With "THE CATHEDRAL OF MONET", Yadegar Asisi is breaking new ground in his oeuvre: for the first time, a panorama measuring 6 x 2 metres was painted in oil on canvas in his Berlin studio before being digitised in high resolution, printed and finally staged in the Panometer as a 360-degree installation. The printed large panorama has an almost three-dimensional effect: the structure of the canvas, brushstrokes and an enlarged application of paint through digitisation become the defining structure and transport the viewer into a 3,500 square metre oil painting.

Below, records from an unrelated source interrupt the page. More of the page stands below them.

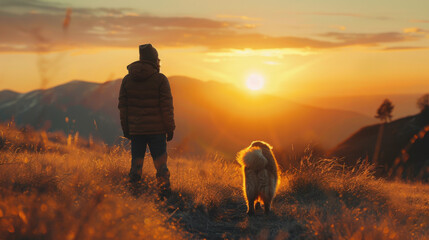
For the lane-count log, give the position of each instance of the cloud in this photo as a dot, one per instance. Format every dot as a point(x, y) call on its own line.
point(341, 14)
point(368, 39)
point(404, 48)
point(101, 27)
point(415, 30)
point(419, 21)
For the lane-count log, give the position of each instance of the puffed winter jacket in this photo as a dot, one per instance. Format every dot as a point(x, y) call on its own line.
point(145, 101)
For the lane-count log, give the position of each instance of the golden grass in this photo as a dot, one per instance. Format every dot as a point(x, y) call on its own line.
point(62, 191)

The basis for the panorama was a famous series of panel paintings by Claude Monet, who painted the cathedral in Rouen in northern France several times under different lighting conditions. Asisi used one of these paintings as a starting point to transfer its lighting mood in all its complexity to the spatial painting.
With this project, Yadegar Asisi looks at the development of art under the influence of technology and social achievements. Impressionism marked the beginning of an era - in Asisi's words, the liberation of painting - which was accompanied by a completely free development of motifs, themes and painting techniques right up to the present day. The influence of technology, from photography at the time to today's AI models, has expanded the spectrum and the expressive possibilities of visual artists to this day. In the accompanying exhibition with around 100 works by Asisi, he confronts the tension between painting, craftsmanship and digitalisation, but above all his own sensory and world experience.
Background: Panoramas by Yadegar Asisi have been on display in the historic Gasometer since 2003. This is where the renaissance of panoramas began. In addition to Leipzig, the artist's panoramas can also be seen in Berlin, Dresden, Lutherstadt Wittenberg and Pforzheim. Further locations in Vienna and Constance are being planned.